Deques Design Document

1. Classes and Data Structures

ArrayDeque

This class stores the elements and other information in the array based deque.

Fields

1. T[] items; // Generic array of elements, holds all elements inserted into deque
2. int size; //maintains current size of deque, where size is the number of elements
3. int nextFirst; //maintains pointer to current “start” of array
4. int nextLast; //maintains pointer to current “end” of array.
5. final int START_SIZE = 8; //default (starting) size of deque

LinkedListDeque

This class stores the elements and other information in the linked list based deque.

Fields

1. Node sentinel; // generic linked list node sentinel, points to linked list of all elements
2. int size; // maintains current size of deque, where size is the number of elements

Inner Class Node

Fields

1. T item; // generic item, holds value of specific element
2. Node next; // pointer to next element
3. Node prev; // pointer to previous element

2. Algorithms

ArrayDeque

1. public ArrayDeque(); // no args constructor to initialize empty deque

a. Creates an empty deque by initializing the array based on START_SIZE, size, nextFirst, and nextLast. ```java 2. public addFirst(T element); // inserts element to the start of the deque based on nextFirst ```
a. First we will check if items.length == size(). If it is that means that we have to resize, we will geometrically increase the length of items by a factor of 2 and copy over our items (this will be done by calling the private helper function resize(2 * items.length). After the check to resize / possible resize, we will set items[nextLast] = element, increment size, and set nextLast = (nextLast + 1) % items.length.
b. *We will not provide further explanations for all algorithms, but for your Gitlet project you should record in detail what each method / algorithm will do.* ```java 3. public addLast(T element); // inserts element to end of the deque based on nextLast 4. public size(); // returns current size 5. public printDeque(); // prints visual representation of current state of deque 6. public removeFirst(); // removes and returns first element in deque based on nextFirst 7. public removeLast(); // removes and returns last element in deque based on nextLast 8. public get(int index); // returns element at provided index 9. private wrapIndex(int index); // returns index translated into range [0, size - 1] 10. private resize(int newLen); // resizes underlying array to size newLen. Copies all elements and retains relative ordering. ```

LinkedListDeque

1. public LinkedListDeque(); // no args constructor to initialize empty deque
2. public addFirst(T element); // inserts element to the start of the deque
3. public addLast(T element); // inserts element to end of the deque
4. public size(); // returns current size
5. public printDeque(); // prints visual representation of current state of deque
6. public removeFirst(); // removes and returns first element in deque
7. public removeLast(); // removes and returns last element in deque
8. public get(int index); // returns element at provided index
9. public getRecursive(int index); // returns element at provided index using the recursive helper function
10. private getItemRecursive(Node node, int index); // overloaded private helper function to recursively find element at index provided

Node

1. public Node(T element); // instantiates new element

3. Persistence

Note: This section was not required for Project 1, but is necessary for Project 2. For the purposes of demonstrating how you might fill this section in your own design document, imagine that Project 1 also required keeping track of the state of the Deque after leaving the program that defines it. That is, imagine we execute:

java -ea deques.Main [configuration file] [input] [output]
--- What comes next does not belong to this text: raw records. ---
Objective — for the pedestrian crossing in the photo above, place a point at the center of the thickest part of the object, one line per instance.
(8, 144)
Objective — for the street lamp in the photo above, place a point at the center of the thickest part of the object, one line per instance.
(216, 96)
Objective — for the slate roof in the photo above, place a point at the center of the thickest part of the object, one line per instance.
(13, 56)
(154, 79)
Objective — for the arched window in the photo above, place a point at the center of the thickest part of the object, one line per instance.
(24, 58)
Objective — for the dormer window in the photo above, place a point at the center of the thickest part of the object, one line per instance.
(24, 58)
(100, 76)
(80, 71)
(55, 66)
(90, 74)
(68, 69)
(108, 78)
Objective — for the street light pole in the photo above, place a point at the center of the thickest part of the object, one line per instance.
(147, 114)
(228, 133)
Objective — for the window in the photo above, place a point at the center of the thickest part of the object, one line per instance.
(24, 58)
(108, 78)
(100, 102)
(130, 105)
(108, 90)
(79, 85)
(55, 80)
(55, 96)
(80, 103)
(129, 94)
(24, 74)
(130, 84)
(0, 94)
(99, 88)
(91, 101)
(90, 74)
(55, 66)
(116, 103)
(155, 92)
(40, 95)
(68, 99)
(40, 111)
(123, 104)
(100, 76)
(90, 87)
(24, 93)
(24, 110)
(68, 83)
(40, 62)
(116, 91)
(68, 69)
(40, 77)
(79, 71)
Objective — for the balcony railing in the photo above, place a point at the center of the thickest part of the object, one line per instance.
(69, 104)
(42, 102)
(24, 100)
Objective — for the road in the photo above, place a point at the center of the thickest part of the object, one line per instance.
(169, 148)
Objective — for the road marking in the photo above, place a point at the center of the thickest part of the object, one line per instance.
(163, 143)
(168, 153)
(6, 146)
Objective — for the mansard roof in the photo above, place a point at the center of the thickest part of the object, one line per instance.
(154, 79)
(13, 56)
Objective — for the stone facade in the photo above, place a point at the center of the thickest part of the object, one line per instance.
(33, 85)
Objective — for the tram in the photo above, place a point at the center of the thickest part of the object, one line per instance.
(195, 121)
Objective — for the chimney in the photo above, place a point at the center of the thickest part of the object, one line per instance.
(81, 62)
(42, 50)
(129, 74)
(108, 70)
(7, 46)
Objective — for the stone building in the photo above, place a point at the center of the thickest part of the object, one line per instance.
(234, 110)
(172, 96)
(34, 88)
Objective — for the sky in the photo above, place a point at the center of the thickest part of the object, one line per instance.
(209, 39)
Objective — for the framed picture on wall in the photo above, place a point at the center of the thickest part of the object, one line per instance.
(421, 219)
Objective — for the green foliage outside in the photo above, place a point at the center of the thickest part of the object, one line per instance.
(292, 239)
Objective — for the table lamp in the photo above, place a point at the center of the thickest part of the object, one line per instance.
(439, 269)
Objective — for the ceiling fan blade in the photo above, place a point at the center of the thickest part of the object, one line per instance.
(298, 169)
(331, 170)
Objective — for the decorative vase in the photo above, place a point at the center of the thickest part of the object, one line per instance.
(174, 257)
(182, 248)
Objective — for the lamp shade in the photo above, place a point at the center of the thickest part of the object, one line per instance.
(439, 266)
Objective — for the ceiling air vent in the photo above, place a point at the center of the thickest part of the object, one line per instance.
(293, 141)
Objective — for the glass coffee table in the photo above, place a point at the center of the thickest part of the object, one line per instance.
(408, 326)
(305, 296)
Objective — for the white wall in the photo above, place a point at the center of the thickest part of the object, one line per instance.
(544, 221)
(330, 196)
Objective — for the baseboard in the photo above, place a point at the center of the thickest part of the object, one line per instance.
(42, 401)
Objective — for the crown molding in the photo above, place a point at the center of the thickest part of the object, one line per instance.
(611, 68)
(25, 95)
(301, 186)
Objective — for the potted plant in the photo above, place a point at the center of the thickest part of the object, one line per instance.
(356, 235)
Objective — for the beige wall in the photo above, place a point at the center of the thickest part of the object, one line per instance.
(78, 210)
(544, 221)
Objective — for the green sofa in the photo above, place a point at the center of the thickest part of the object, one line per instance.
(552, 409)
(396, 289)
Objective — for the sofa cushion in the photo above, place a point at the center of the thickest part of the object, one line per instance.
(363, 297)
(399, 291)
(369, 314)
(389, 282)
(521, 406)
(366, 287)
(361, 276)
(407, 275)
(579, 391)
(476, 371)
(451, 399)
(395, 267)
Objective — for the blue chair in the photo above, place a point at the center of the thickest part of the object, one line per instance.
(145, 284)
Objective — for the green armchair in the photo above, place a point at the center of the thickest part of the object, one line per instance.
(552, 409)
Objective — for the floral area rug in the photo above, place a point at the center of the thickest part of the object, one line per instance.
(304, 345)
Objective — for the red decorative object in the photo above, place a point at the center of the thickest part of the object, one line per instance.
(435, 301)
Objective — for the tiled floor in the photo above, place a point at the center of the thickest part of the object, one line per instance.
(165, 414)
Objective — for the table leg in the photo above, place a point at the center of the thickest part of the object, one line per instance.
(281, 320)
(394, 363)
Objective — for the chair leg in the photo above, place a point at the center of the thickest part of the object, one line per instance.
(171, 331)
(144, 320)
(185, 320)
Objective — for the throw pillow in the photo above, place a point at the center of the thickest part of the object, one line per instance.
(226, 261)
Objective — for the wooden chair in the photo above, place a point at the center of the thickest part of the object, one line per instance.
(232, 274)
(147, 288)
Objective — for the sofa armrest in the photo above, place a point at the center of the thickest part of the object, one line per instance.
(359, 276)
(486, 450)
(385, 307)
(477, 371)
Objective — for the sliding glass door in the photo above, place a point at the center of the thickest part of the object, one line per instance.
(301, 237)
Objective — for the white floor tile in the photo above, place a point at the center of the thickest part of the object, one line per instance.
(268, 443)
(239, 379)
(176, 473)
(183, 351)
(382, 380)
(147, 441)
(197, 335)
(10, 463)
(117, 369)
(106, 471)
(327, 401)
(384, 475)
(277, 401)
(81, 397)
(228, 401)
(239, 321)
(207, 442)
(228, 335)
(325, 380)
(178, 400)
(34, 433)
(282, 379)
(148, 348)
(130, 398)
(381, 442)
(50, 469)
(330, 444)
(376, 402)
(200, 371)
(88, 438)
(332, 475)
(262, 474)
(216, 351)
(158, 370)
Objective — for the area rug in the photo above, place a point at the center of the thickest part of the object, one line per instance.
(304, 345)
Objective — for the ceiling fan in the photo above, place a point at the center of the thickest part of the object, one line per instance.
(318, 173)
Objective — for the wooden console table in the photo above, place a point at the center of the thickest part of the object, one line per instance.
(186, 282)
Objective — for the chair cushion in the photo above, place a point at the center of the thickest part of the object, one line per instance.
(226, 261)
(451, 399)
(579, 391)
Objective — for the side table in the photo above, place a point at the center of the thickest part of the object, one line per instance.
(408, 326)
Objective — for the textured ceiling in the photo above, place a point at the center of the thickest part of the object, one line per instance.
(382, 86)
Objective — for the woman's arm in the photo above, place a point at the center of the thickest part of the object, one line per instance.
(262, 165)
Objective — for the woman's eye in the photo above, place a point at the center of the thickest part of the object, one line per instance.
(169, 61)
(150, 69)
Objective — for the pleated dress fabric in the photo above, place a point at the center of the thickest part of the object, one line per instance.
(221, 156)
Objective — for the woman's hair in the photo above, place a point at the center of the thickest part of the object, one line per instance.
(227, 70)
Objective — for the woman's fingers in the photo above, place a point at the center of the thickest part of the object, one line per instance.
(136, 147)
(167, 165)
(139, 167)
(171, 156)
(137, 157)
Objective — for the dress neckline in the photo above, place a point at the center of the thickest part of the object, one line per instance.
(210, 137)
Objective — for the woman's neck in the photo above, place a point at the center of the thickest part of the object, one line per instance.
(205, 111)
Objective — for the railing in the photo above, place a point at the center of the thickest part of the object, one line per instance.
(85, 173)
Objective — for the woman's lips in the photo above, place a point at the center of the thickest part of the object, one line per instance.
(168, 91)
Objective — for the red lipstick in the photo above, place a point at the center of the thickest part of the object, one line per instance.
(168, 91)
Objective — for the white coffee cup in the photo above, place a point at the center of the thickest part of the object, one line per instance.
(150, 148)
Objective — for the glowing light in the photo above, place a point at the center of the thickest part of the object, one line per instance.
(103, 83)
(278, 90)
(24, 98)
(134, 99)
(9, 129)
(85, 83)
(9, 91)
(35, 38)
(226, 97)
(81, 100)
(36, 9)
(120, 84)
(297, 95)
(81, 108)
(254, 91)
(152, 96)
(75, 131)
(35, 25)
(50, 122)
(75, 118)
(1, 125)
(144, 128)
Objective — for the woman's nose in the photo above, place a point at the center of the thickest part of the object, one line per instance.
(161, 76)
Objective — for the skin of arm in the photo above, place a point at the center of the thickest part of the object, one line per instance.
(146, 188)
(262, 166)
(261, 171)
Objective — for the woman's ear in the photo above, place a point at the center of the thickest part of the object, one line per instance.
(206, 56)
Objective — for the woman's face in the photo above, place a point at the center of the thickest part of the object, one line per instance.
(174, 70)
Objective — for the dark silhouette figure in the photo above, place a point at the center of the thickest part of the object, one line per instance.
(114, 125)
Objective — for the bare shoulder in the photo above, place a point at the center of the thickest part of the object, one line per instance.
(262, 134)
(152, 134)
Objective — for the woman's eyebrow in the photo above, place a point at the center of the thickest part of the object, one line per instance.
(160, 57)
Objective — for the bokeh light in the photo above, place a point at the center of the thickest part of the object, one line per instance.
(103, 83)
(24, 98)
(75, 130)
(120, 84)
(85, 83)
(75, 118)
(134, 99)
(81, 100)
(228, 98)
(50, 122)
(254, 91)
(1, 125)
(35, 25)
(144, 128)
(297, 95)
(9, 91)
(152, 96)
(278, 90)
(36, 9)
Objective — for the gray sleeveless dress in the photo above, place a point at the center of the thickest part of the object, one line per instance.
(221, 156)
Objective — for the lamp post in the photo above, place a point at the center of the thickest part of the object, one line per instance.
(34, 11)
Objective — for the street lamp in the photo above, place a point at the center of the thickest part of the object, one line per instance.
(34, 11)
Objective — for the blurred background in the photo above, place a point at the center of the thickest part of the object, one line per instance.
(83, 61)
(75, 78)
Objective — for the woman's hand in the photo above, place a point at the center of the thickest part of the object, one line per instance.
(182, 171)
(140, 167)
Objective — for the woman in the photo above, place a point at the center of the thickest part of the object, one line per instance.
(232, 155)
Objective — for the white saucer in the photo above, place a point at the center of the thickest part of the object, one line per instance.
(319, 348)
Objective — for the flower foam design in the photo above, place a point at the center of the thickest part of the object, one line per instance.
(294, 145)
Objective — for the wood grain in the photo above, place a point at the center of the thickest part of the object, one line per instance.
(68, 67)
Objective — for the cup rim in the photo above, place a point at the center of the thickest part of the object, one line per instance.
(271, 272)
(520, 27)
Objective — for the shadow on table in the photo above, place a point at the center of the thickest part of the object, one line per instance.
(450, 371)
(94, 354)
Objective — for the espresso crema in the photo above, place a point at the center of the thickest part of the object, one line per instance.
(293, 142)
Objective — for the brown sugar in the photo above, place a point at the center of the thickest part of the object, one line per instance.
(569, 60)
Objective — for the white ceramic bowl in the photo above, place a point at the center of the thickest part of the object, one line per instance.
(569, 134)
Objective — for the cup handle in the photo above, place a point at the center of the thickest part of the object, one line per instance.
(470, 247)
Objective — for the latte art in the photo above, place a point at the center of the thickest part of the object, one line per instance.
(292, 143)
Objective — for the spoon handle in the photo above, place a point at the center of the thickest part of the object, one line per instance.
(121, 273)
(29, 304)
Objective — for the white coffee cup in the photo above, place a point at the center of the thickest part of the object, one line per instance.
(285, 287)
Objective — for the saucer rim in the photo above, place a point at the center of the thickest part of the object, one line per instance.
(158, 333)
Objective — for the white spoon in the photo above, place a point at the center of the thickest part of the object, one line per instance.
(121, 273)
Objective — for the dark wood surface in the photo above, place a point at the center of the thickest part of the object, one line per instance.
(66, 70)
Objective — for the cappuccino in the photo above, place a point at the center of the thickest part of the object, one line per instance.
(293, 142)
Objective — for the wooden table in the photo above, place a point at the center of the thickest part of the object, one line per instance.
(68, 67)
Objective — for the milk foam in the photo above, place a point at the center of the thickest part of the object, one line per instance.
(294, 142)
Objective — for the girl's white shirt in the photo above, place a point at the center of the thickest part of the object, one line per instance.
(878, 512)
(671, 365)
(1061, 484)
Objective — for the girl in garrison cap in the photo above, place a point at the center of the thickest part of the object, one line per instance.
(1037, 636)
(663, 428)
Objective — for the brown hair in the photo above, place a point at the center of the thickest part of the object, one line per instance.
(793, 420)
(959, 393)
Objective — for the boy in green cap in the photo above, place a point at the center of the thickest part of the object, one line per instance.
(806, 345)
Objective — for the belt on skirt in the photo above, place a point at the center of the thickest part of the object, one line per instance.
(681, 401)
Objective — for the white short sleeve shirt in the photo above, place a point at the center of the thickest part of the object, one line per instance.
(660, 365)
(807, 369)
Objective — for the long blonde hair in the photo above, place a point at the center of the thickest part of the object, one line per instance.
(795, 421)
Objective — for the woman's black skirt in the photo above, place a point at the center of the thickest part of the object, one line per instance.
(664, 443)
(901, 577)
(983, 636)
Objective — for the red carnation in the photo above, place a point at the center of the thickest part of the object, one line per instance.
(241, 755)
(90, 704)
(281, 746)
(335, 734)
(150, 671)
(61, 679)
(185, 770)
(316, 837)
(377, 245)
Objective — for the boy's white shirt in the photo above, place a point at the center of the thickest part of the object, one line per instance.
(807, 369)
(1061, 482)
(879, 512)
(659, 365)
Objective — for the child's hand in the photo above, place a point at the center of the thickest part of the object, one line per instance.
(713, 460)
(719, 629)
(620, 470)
This would create a LinkedListDeque or ArrayDeque based on the configuration file (imagine this configuration file could specify what type of Deque to use) and populate it based on the input. We will be saving a representation of the object created to file. Thus, the settings provided in the first run should persist across multiple executions of the program, as we will be able to reload the object.

In order to persist the state of the deque, we must save the necessary data elements. That is: write the ArrayDeque or LinkedListDeque to disk. We can serialize them into bytes that we can eventually write to a file on disk, named based on a set naming convention. This can be done with the writeObject() method from the Utils class.

In order to retrieve our state, before executing any code, we need to search for the saved files in the working directory (folder in which our program exists) and load the objects that we saved in them. Since we set on a file naming convention (“myLinkedListDeque1”, etc.) our program always knows which files it should look for. We can use the readObject() method from the Utils class to read the data of files and deserialize the associated objects we previously wrote to these files.